ASA Connect

 View Only
  • 1.  Big Data Software

    Posted 03-05-2016 00:49

    Hi,

    I am going to collect data about use of simulations in physics education. This a big data. How can I handle this data using a software? Please inform me if you are familiar with a software that could use to handle big data?

    ------------------------------
    Muhammad Riaz
    Doctoral Student
    Dowling College
    ------------------------------


  • 2.  RE: Big Data Software

    Posted 03-05-2016 11:36

    If you are going to process a lot of data, you need a program that uses parallel processing and updated/upgraded BLAS and LAPACK. If you need to collect and store this data, you will need to use some type of Hadoop based system.  

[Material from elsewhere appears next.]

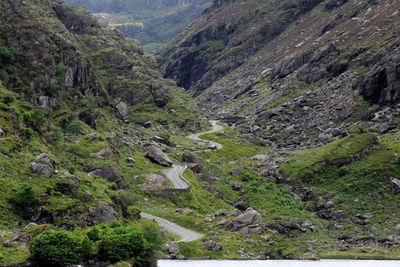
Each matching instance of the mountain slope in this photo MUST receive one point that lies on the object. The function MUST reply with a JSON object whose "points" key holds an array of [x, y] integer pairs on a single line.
{"points": [[153, 23]]}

    ------------------------------
    Andrew Ekstrom

    Statistician, Chemist, HPC Abuser;-)



  • 3.  RE: Big Data Software

    Posted 03-07-2016 12:39
    In general, you probably don't need Big Data unless you are looking for tiny niches of importance (<1%).

    For any analytics of the group being analyzed you can typically take a reasonable random sample and analyze it with any common S/W package. For most purposes, a sample of 10K-100K is more than adequate and certainly easily handled by most packages.

    In fact, Big Data can often result in deceiving results. Showing significant relationships when there are none due to the large sample size. This is also true with smaller samples, say 100K. The key when looking at results from large samples is to look at not only the statistical significance of the results, but whether the results are meaningful.

    For example, a simple t-test may show a significant difference of <.001 but the actual difference may be very small. Consultation with SME's (Subject Matter Experts) are helpful in this regard.

    Michael L. Mout, MS, Cstat, Csci
    MIKS & Assoc. - Senior Consultant/Owner
    4957 Gray Goose Ln, Ladson, SC 29456
    804-314-5147(Mbl), 843-871-3039 (Home)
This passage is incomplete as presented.